Jude Ziliak (violin) was selected as an American fellow in 2014.

Jude Ziliak is a violinist specialized in historical performance practices. He is a member of Sonnambula, Ensemble in Residence at The Metropolitan Museum of Art in 2018-2019, and a principal player with the American Bach Soloists. He teaches violin and directs string ensembles at the Special Music School (P.S. 859), New York’s K-12 public school for musically gifted children.

Ziliak’s performances with Sonnambula have been featured on NPR’s Performance Today, and the ensemble recently completed the first recording of the complete works of Leonora Duarte, to be released on Centaur in fall 2018. Their 2018-2019 residency at the Metropolitan Museum will include four concert programs at the Cloisters and feature collaborations with Piffaro: The Renaissance Band, writer and photographer Teju Cole, and lutenist Esteban La Rotta. In previous seasons, the ensemble has performed at the Madison Early Music Festival, Princeton University, Strathmore Mansion, Baruch Performing Arts Center, and the Hispanic Society of America, for whom they have presented annual concerts of music from the Iberian peninsula to standing-room crowds.

With the American Bach Soloists, Ziliak has served as concertmaster for a recording of Bach’s Four Orchestral Suites, to be published in 2018, and was featured as soloist in Vivaldi’s Concerto per la Santissima Assonzione. He has also appeared on the ABS recordings of Handel’s Messiah and Bach’s Motets. Ziliak has also performed with The English Concert under the direction of Harry Bicket, Les Arts Florissants under William Christie, and many of North America’s period instrument orchestras, including the Clarion Society, Blue Hill Bach, Trinity Baroque Orchestra, New York Baroque Incorporated, and Musica Angelica. As a chamber musician, he has been a guest of Cantata Profana and the Four Nations Ensemble and has collaborated with Elizabeth Blumenstock, Florence Malgoire, and Jaap Schroder.

Ziliak studied Historical Performance at the Juilliard School as a pupil of Monica Huggett and Cynthia Roberts. While there, he encountered many leading figures in the field of early music, including Richard Egarr, Ton Koopman, Jordi Savall, and Masaaki Suzuki. Studies with Joshua Rifkin and David Schulenberg ground his approach to the study of performance practice.

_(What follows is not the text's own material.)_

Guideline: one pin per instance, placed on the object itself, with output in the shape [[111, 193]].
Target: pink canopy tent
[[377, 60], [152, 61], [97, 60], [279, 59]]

Trained as a modern violinist at Rice University (Master of Music), Boston University (Bachelor of Music), and the Royal College of Music, London, his principal teachers were Bayla Keyes, Kenneth Goldsmith, and Dona Lee Croft. A former member of Lorin Maazel’s Castleton Festival Orchestra, he has been concertmaster at the National Orchestral Institute under Andrew Litton and led orchestras there as a New Lights Fellow. In 2018 Ziliak received the Jeffrey Thomas Award from the American Bach Soloists, awarded annually to recognize “exceptionally gifted emerging professionals in the field of early music who show extraordinary promise and accomplishment.” Raised in Sewanee, Tennessee, he now makes his home in New York with his wife, violist da gamba Elizabeth Weinfield, and their son, Walter.